Ayr Ice Rink
- Interactive map of Ayr Ice Rink
- Location: 21 Beresford Terrace, Ayr, Scotland
- Coordinates: 55°27′24″N 4°37′41″W﻿ / ﻿55.45667°N 4.62806°W
- Owner: Ayr Ice Rink Ltd
- Capacity: 4,616 (3,800 seated and 816 standing)
- Field size: 200 ft × 100 ft (61 m × 30 m)

Construction
- Groundbreaking: 1938
- Opened: March 1939
- Closed: April 1972
- Architects: J & J A Carrick

= Ayr Ice Rink =

Sports venue in Ayr, Scotland

Ayr Ice Rink was an ice arena in Ayr, Scotland that opened in 1939 and was used for ice skating, ice hockey and curling. The rink was notable as being the home of professional ice hockey clubs Ayr Raiders and Ayr Bruins.

The building was located at 21 Beresford Terrace on the former site of Beresford Park, home of Ayr Parkhouse Football Club.
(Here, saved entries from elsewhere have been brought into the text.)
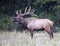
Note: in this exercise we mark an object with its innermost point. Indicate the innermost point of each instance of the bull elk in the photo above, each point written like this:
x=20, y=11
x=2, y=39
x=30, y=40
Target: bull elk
x=32, y=23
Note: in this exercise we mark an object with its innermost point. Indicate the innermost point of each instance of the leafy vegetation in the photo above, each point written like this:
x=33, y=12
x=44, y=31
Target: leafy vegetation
x=44, y=9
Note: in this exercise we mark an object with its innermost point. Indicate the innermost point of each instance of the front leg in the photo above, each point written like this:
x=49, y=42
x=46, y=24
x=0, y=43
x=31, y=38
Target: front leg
x=31, y=33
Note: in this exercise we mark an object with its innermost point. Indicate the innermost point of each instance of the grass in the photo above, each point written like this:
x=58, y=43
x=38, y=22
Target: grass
x=24, y=39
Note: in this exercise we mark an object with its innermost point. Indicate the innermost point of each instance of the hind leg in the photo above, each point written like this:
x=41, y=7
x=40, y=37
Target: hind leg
x=49, y=32
x=31, y=33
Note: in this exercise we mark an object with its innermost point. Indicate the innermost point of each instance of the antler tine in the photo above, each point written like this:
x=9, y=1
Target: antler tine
x=25, y=10
x=28, y=12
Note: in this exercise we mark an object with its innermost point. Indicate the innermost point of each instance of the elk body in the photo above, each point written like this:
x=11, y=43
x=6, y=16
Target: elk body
x=32, y=23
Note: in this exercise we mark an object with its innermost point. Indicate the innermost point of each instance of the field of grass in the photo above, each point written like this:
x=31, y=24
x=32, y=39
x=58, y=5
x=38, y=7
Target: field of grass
x=24, y=39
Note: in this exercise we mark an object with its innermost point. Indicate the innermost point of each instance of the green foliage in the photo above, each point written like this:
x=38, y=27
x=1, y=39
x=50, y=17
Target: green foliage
x=44, y=9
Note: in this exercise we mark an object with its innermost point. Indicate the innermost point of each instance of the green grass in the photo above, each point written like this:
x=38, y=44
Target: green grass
x=24, y=39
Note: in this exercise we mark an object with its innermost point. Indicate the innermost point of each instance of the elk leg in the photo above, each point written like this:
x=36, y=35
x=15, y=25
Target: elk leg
x=31, y=33
x=50, y=34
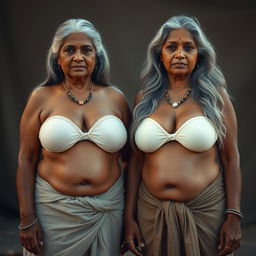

Ayr Ice Rink Ltd purchased the land from London Midland and Scottish Railway in 1938 to build the rink.

The property was demolished in 1972 to make way for a Safeway supermarket and today the site is occupied by two retail stores and carpark.

A new ice rink was built at Limekiln Road on the site of the defunct Tams Brig Stadium in 1973, but closed permanently in September 2023. It was predominantly used for curling but figure skating and recreational ice hockey.